Read Isaiah 53 here (text coming …) or at Bible Gateway.
The Hebrew paragraphs:
53:1-12 {p} The Servant crushed, His soul a trespass offering
The Strong theme:
52:1-53:12 {sx6+p} The good news of Zion’s redemption: YHVH’s Servant shall bear Zion’s transgression
The Chiastic structure:
Most actions endured by the Servant involved bodily agony (all definitions adapted from Webster’s):
Stricken : overwhelmed by disease, misfortune, or sorrow
Smitten : struck sharply or heavily with the hand or a hand-held object
Afflicted : grievously troubled
Pierced : run through with a pointed weapon; thrust into sharply or painfully
Crushed : reduced by overwhelming force or pain
Wounded : injured in body from trauma or violence, involving laceration
But then there is:
Because He poured out His soul to death, and was numbered with the transgressors … Isa 53:12
TO POUR OUT is Strong’s H6168, ערה arah, “to uncover, to lay bare, to strip naked, to expose, to pour out.”
ayin ע = eye (watch, know, shade)
resh ר = head of man (head, first, top, beginning, man)
hey ה = man w/ upraised arms (look, reveal, wonder, worship, breath)
The Hebrew Root Word parable is to see (ayin) the man (resh) revealed (hey).
His soul was uncovered, stripped naked, laid bare, and poured out to death. To have your soul stripped bare is the most extreme vulnerability a person can experience, an intense heart-piercing suffering of lost dignity, leaving nothing reserved.
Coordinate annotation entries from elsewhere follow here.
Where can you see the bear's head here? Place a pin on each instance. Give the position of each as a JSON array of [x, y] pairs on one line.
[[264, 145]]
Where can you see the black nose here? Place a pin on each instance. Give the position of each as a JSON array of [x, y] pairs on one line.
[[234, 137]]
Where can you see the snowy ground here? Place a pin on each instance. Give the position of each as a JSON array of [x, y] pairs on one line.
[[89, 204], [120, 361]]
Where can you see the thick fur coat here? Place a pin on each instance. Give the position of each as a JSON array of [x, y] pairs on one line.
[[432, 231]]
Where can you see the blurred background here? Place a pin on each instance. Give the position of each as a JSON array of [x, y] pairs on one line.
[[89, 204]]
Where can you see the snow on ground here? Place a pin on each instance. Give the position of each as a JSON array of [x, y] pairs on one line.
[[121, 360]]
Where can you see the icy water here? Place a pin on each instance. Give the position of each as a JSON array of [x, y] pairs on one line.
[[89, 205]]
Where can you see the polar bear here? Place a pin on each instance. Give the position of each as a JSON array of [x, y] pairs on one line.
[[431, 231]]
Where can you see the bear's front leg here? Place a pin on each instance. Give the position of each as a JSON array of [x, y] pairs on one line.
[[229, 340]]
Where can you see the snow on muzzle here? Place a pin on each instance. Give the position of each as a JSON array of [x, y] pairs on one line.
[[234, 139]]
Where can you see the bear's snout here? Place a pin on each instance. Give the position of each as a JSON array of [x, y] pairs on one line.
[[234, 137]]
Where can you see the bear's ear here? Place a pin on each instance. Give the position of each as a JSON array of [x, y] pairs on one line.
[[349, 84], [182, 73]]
Moreover, the verb form here indicates He caused His soul to be poured out. It was not something that happened to Him, as an unwilling lamb to the slaughter. He chose to pour out His soul willingly, as a trespass offering (asham) for our sake (Isa 53:10, Joh 10:18, “I lay it down”).
The Servant’s sacrifice was all-in: body and soul crushed together of His own volition.